November 28, 2012 (No Comments) by Kristian


Written, Illustrated, and Published by: Ted Mathot

Reviewed by: Kristian Horn

I’d been wanting to review these books for a long time. When I was writing comic reviews for Ain’t It Cool News every once in a while I’d say that I was going to write up one of these books for the upcoming week’s column and inevitably something would come up where I’d have to put writing up reviews for Rose and Isabel or Cora on the backburner. For a long time I’ve considered these books to be tragically overlooked by the comics world at large and even more tragically overlooked by comic book fangirls as well. In my opinion Rose and Isabel and Cora are two comic books that exemplify the best that comic books have to offer and should be required reading for any female fan of comics out there. As a father of a young girl, these are two books that I plan on holding on to for her to read when she gets older.

Why hasn’t anyone out there really heard of Rose and Isabel or Cora? I honestly don’t know. I can only speculate that it’s because creator Ted Mathot really only sells his books through his own website and at conventions (You can purchase your own copies here). Mathot is apparently a storyboarding big wig at Pixar studios so obviously he’s got a lot on his plate so I can only imagine that these comics are very much the victim of the independent creator’s curse…which is that the books come out when they come out. Much like another one of my favorite comics of long ago, Herobear and the Kid, Mathot’s comics are sadly the victim of the fact that its creators have other projects that they must tend to before they can tackle their own personal projects. Truth to tell, a big reason that I’m posing this review is to see if I can get Mathot to finally release the very long delayed third installment of Cora.

So what are the books actually about? Well, Rose and Isabel is a tale of two very unique sisters raised in Virginia during the Civil War. When their brothers go off to fight in the conflict Rose and Isabel are left behind as many women were during that time. They and their parents wait for their return day after day and live off of the slivers of hope that letters from their brothers provide the remaining family whenever they arrive in the post. Eventually there comes a point when the letters cease to arrive and the two sisters decide that they need to set out on their own to find their brothers and bring them home so that their family can be whole again.

While, yes, it may seem that Rose and Isabel’s decision to leave their homestead on their own might be a bit uncharacteristic for the women of the time Mathot crafts a back story for the two female protagonists that makes the choice that they make ring true for their characters.
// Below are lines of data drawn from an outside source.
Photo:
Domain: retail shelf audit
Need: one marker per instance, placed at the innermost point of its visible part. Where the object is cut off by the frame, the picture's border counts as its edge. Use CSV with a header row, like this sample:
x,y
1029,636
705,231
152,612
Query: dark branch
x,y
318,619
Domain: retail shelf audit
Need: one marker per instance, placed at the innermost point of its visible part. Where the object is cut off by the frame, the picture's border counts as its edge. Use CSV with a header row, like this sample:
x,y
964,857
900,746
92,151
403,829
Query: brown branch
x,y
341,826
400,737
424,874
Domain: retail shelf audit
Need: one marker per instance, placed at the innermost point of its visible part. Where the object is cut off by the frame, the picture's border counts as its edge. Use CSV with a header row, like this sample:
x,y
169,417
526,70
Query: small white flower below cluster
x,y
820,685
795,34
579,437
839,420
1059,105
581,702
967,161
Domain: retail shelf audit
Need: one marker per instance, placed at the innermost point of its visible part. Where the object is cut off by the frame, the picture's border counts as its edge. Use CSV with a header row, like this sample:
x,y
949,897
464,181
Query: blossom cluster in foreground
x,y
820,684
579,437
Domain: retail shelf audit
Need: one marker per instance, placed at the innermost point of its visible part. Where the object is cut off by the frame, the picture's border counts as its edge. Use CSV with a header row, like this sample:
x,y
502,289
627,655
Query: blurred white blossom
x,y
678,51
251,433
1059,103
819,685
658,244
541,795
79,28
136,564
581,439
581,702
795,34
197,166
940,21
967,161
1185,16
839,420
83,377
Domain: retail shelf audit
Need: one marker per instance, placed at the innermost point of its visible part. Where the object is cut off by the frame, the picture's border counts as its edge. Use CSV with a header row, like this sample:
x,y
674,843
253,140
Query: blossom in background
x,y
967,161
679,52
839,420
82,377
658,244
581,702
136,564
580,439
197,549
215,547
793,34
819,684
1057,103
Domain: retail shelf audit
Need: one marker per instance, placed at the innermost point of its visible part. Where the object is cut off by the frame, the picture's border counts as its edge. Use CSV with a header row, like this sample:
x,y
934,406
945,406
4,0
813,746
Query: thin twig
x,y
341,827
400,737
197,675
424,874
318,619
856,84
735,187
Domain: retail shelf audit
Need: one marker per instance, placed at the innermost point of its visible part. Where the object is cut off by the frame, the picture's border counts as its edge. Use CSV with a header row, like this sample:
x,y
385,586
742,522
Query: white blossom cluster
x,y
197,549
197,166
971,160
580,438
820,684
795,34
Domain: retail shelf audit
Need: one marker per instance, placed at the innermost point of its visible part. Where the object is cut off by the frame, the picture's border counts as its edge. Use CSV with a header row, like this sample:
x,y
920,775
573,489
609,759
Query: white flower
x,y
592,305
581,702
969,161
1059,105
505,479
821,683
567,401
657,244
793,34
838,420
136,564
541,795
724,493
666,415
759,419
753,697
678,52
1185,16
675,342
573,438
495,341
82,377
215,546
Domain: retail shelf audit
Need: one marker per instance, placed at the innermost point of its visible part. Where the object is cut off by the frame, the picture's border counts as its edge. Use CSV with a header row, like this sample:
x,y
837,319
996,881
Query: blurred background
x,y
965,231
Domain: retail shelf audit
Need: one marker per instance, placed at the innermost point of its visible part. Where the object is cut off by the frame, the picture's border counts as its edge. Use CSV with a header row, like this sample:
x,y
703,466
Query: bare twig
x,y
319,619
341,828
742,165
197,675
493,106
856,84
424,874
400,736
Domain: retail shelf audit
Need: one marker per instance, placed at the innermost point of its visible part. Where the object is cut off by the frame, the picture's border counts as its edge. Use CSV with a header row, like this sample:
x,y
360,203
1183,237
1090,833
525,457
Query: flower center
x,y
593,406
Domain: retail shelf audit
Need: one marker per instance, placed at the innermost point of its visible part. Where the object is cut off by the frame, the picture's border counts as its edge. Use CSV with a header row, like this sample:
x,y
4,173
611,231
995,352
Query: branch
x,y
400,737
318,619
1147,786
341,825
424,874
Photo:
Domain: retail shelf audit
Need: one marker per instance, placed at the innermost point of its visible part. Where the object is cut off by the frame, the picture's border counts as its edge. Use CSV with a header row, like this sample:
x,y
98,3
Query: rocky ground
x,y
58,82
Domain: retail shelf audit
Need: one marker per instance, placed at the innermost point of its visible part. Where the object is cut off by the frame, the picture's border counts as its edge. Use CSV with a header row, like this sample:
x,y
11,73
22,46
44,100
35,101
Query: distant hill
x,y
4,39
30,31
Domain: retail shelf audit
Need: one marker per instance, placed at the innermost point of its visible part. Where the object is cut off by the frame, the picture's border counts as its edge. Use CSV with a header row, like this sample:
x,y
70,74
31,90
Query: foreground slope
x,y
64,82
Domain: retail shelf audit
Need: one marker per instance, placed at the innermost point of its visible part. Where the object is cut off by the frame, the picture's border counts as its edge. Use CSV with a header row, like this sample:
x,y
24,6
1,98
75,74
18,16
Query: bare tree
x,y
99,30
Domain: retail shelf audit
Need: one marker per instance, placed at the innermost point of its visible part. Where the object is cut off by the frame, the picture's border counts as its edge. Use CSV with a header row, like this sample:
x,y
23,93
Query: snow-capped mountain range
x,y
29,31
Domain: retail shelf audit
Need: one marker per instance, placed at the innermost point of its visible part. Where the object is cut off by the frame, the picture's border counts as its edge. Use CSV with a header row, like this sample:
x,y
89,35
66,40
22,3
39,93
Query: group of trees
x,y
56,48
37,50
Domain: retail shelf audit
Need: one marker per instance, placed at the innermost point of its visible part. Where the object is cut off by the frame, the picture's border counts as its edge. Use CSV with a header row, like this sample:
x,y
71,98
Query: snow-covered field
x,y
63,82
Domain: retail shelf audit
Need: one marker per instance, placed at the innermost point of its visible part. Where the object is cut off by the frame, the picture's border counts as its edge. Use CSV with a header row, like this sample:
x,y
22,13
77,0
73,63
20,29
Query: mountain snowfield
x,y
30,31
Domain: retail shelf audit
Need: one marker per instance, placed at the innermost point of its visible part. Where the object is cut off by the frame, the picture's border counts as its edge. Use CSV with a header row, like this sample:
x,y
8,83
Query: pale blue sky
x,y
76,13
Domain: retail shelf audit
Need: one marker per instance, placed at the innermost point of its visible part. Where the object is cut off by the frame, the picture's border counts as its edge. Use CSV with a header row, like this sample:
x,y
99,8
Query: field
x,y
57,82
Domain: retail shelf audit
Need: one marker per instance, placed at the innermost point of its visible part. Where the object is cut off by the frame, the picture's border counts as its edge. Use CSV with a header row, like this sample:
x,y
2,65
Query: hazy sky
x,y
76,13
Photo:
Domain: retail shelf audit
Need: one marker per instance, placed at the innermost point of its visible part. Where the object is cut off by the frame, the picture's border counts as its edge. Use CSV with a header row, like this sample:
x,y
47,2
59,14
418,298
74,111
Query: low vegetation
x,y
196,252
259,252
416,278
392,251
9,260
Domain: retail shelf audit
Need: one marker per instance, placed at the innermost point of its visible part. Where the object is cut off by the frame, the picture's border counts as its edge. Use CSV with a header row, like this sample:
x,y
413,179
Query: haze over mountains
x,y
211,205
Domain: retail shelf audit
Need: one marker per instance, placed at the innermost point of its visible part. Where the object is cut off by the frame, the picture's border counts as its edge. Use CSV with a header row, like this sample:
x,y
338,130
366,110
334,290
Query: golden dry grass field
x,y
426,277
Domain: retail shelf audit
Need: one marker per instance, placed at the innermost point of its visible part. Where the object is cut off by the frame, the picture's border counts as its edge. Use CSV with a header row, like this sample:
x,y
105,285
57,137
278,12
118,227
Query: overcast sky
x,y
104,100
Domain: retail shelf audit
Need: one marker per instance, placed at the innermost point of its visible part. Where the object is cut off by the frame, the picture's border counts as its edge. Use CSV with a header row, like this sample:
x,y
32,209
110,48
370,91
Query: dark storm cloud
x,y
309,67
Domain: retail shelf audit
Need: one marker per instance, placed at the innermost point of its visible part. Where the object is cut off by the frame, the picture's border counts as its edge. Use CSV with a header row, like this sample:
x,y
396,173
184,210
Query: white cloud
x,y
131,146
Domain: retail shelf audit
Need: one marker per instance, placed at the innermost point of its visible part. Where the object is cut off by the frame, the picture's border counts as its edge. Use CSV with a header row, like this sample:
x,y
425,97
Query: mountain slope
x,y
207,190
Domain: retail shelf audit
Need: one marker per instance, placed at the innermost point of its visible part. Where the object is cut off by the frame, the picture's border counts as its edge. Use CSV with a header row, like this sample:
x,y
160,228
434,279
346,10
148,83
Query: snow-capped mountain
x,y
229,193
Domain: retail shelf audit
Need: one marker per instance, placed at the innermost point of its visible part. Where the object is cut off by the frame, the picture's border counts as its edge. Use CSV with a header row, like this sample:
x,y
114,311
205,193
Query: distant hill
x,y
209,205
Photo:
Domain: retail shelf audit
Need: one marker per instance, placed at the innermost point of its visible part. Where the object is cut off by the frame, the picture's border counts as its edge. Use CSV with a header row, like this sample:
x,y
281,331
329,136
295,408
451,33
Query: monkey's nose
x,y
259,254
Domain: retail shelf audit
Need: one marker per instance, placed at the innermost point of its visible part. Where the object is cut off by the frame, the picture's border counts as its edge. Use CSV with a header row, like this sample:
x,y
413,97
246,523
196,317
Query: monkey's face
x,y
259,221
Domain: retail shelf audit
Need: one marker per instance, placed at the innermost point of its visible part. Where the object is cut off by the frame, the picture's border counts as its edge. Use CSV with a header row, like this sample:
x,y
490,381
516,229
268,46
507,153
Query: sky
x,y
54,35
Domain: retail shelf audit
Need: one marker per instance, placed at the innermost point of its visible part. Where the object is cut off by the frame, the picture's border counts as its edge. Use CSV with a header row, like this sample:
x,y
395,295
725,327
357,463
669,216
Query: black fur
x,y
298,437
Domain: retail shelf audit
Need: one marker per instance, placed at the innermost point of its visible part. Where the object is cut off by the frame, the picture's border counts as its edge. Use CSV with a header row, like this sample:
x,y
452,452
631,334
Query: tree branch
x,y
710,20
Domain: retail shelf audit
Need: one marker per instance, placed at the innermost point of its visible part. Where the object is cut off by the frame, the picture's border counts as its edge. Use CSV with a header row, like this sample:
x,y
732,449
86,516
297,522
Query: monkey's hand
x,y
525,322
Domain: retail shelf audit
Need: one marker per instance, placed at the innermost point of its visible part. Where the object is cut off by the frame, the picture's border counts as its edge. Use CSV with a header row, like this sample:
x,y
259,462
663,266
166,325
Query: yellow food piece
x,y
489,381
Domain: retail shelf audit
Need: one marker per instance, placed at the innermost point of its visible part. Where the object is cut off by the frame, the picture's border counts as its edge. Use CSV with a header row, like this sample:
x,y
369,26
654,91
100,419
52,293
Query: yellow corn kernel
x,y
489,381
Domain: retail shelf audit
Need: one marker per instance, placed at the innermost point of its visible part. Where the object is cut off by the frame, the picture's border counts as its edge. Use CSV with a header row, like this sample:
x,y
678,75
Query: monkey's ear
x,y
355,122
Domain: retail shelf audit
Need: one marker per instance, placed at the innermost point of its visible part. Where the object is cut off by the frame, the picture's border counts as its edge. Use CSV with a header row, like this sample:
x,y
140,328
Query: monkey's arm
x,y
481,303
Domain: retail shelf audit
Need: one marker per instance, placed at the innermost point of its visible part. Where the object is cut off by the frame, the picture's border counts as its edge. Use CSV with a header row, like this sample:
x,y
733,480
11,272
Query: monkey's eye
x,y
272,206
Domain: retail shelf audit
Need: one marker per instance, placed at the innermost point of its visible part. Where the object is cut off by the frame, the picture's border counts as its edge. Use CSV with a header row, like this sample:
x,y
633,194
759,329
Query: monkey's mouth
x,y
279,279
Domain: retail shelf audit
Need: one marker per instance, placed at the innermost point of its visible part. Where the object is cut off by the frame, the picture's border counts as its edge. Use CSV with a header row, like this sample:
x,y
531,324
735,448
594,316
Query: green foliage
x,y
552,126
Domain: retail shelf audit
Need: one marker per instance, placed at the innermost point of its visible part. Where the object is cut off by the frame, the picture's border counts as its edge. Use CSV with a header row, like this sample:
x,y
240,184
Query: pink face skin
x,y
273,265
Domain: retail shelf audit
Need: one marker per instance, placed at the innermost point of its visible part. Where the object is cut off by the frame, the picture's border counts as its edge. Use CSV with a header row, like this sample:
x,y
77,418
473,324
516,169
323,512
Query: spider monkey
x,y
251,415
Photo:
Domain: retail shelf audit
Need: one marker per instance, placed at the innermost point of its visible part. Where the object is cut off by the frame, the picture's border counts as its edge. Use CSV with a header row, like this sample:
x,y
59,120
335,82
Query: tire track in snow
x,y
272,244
Mathot breathes such believability into Rose and Isabel as characters that it makes their journey and the events that surround it ring with poignancy and importance. Mathot makes the two sisters distinct and real characters in the book and that ability to craft two female characters that come to life on the page is Mathot’s greatest gift. While, yes, Mathot’s storytelling and artistic skills are truly worthy of his stature at Pixar it was his skill at building his two main characters that impressed me the most. Because I was able to believe in his characters I was able to believe that they would be able to go out into the world and achieve and experience what they achieve and experience. It’s the strength of Rose and Isabel’s character that make the book and what makes Mathot’s story stand out above the comic book crowd.

Cora is a somewhat indirect sequel to Rose and Isabel. I can’t really go into much of Cora’s plot without spoiling some of its predecessor’s plot but I will say that it’s just as impressive a book as Rose and Isabel is. There is somewhat of a tonal shift from Rose and Isabel to be sure but the story is solid in its own way. Cora herself is a different character from the ones in the book that came before her but her journey is just as compelling. Although it’s hard to make a complete judgment call on the story as a whole because volume three of Cora has yet to be released, I feel confident in recommending Cora just based on the first two chapters alone. That and the fact that the Rose and Isabel graphic novel was such an impressive work make me feel confident that the entirety of Cora will be a great read once it’s finished. Either way, chapters one and two are still better than your average comic book and would be a worthy addition to any comic library…even without the final chapter to complete it.

According to the Rose and Isabel website it looks like Mathot has begun work on a Rose and Isabel screenplay. While I think a Rose and Isabel movie would be fantastic based on my love for the comic I really hope that Mathot hasn’t forgotten the book that it came from. I’m still waiting on the last chapter to Cora and want to see that more than I do any film project adapted from Mathot’s fantastic comic work.